Towards More Robust Natural Language Understanding

Natural Language Understanding (NLU) is a branch of Natural Language Processing (NLP) that uses intelligent computer software to understand texts that encode human knowledge. Recent years have witnessed notable progress across various NLU tasks with deep learning techniques, especially with pretrained language models. Besides proposing more advanced model architectures, constructing more reliable and trustworthy datasets also plays a huge role in improving NLU systems, without which it would be impossible to train a decent NLU model. It's worth noting that the human ability of understanding natural language is flexible and robust. On the contrary, most of existing NLU systems fail to achieve desirable performance on out-of-domain data or struggle on handling challenging items (e.g., inherently ambiguous items, adversarial items) in the real world. Therefore, in order to have NLU models understand human language more effectively, it is expected to prioritize the study on robust natural language understanding. In this thesis, we deem that NLU systems are consisting of two components: NLU models and NLU datasets. As such, we argue that, to achieve robust NLU, the model architecture/training and the dataset are equally important. Specifically, we will focus on three NLU tasks to illustrate the robustness problem in different NLU tasks and our contributions (i.e., novel models and new datasets) to help achieve more robust natural language understanding. Moving forward, the ultimate goal for robust natural language understanding is to build NLU models which can behave humanly. That is, it's expected that robust NLU systems are capable to transfer the knowledge from training corpus to unseen documents more reliably and survive when encountering challenging items even if the system doesn't know a priori of users' inputs.

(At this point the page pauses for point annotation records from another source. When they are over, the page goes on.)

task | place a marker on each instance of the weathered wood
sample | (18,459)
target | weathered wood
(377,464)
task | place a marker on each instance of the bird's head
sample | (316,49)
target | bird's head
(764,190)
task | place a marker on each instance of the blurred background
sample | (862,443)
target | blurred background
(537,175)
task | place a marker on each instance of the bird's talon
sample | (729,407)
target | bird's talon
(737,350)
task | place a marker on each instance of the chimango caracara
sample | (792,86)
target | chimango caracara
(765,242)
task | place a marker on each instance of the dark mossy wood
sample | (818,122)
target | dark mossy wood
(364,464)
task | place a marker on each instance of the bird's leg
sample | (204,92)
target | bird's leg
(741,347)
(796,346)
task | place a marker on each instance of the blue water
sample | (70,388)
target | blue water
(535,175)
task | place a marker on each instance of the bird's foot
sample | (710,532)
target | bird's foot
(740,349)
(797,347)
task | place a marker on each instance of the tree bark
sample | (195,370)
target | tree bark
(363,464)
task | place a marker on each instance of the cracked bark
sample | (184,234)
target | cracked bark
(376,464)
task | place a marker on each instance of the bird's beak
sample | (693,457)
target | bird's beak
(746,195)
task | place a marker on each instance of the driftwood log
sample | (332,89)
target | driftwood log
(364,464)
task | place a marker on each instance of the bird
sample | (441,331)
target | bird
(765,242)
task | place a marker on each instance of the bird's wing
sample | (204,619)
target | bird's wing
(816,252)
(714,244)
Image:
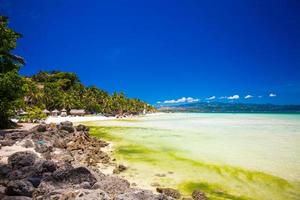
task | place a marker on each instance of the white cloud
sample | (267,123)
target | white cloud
(182,100)
(211,98)
(233,97)
(248,96)
(191,100)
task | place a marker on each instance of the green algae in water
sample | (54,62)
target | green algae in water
(146,151)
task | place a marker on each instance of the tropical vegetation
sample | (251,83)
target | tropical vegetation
(51,90)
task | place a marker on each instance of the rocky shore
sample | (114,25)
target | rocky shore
(62,162)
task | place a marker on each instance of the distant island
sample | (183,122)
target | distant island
(32,98)
(218,107)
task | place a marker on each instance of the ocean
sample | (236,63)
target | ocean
(228,156)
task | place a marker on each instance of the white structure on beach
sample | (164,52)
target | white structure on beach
(47,112)
(54,113)
(63,112)
(77,112)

翻译：自然语言理解(NLU)是自然语言处理(NLP)的一个分支,它使用智能计算机软件来理解将人类知识编码的文本。近年来,在各种自然语言理解(NLU)任务中,以深层次的学习技术,特别是语言模型,取得了显著的进展。除了提出更先进的模型结构外,建设更可靠和值得信赖的数据集在改进自然语言系统方面也发挥着巨大的作用,如果没有这种模型,就不可能培训一个像样的自然语言理解模式。值得指出的是,人类理解自然语言的能力是灵活和强大的。相反,现有的非自然语言系统大多数无法在外部数据中取得理想的性能,或者在处理现实世界中具有挑战性的项目(例如,内在的模糊性项目、对抗性项目)上挣扎。因此,为了让自然语言模型模型能够更有效地理解人类语言,预计研究将优先进行稳健的自然语言理解。在这个理论中,NLU系统由两个组成部分组成:NLU模型知道具有挑战性的语言模型和NLU数据集。因此,我们说,为了实现稳健的NLU, 将使得模型的自然学习/训练成为我们之前的自然目标中的重要任务。